Naqueles minutos em que fiquei a observar aquele bailado de amantes arrebatados, viajei até junto deles e sentei-me a recordar as suas histórias. Lembrei-me das vezes que me cruzei com os seus nomes ao longo da minha vida; lembrei-me como fazem parte do imaginário de todas as verdadeiras histórias de amor; lembrei-me dos poemas e dos textos que lhes foram dedicados; lembrei-me do carinho que, segundo Camões, tinham por todos os portugueses e venturosos; lembrei-me do seu filho Cupido e das datas em que no calendário comemoramos o AMOR e vi que este encontro, afinal, não tinha sido por acaso.
Agora, estavam ali tão perto de mim. Percebi que eu próprio fazia parte do universo presente e passado, pois partilhava o mesmo ar de todos os outros que, ao longo dos séculos, observaram o mesmo céu e se sentiram inspirados para criar os seus poemas, histórias e narrativas.

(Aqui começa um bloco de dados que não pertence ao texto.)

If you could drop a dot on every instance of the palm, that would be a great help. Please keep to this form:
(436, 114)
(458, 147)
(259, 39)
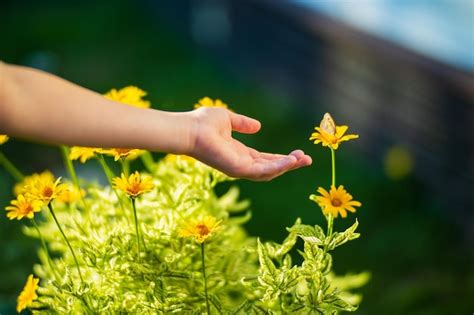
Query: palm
(215, 146)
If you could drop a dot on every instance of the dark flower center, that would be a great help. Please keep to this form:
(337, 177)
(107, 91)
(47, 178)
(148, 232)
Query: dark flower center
(47, 192)
(202, 229)
(336, 202)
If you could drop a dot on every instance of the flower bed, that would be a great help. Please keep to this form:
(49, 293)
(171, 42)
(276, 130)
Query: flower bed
(162, 240)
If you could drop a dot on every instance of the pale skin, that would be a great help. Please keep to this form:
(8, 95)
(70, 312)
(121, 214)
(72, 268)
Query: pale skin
(43, 107)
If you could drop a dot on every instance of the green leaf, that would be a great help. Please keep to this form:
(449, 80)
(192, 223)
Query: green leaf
(215, 302)
(311, 234)
(337, 239)
(266, 263)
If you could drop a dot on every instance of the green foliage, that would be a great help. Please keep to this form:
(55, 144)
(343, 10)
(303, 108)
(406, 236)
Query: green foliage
(244, 274)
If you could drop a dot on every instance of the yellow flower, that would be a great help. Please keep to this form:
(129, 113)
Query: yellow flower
(82, 153)
(130, 95)
(28, 295)
(23, 186)
(71, 194)
(134, 185)
(336, 201)
(23, 207)
(3, 139)
(119, 153)
(208, 102)
(45, 189)
(200, 229)
(328, 134)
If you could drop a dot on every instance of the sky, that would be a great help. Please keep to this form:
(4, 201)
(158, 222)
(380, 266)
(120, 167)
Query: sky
(441, 29)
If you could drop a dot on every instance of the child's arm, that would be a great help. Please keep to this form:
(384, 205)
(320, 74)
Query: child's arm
(40, 106)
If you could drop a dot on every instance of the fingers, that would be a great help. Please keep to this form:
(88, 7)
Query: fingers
(268, 166)
(264, 170)
(302, 159)
(244, 124)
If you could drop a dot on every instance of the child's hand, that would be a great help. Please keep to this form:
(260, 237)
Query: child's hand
(212, 142)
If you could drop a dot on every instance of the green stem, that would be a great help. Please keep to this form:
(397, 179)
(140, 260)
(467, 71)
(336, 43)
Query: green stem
(330, 217)
(281, 304)
(125, 166)
(50, 206)
(72, 172)
(333, 163)
(14, 172)
(148, 161)
(43, 243)
(137, 229)
(110, 175)
(205, 278)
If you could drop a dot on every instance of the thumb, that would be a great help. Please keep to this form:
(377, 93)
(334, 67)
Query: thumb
(244, 124)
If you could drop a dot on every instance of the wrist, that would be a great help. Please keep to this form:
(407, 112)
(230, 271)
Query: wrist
(184, 136)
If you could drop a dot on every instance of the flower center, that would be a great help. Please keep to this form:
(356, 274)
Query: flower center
(203, 230)
(47, 192)
(26, 209)
(336, 202)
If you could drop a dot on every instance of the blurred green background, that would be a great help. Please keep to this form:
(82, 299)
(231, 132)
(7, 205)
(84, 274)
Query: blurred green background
(420, 260)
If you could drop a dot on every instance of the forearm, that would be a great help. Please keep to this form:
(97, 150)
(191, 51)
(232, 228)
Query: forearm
(40, 106)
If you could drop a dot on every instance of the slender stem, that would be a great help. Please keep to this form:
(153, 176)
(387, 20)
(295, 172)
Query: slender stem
(205, 278)
(330, 217)
(148, 161)
(50, 206)
(43, 243)
(137, 230)
(333, 163)
(14, 172)
(125, 166)
(72, 172)
(110, 175)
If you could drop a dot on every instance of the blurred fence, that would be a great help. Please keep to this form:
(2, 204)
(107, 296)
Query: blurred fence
(386, 93)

Ao ver a dança apaixonada destes dois eternos amantes, iluminados apenas pela Lua, como sempre deveria ser, sorri maravilhado ao pensar que tinham escolhido o meu horizonte para se encontrarem por aqueles breves momentos. Tive aí a certeza que conspiravam em meu favor.
Para mim, à imagem de Sophia enquanto olhava o mar e as coisas simples, isto é motivo de maravilhamento, de poesia e de inspiração. Sei, no entanto, que para aqueles dotados de um cinismo científico, nada disto é mais do que o aproximar aparente de dois planetas desprovidos de vida, ou para aqueles dotados de um perigoso desinteresse geral, isto não deixa de ser uma mão cheia de nada. No entanto, são estes dois "amantes" e nossos vizinhos imediatos nas viagens à volta do sol, que permitem a existência de condições para haver vida no nosso planeta.
Marte e Vénus não conspiraram apenas para o sucesso dos portugueses na descoberta do caminho marítimo para a Índia, eles conspiraram para que toda a vida no planeta Terra encontrasse o seu caminho.

Lihat lebih banyak...

Comentários

Copyright © 2017 DADOSPDF Inc.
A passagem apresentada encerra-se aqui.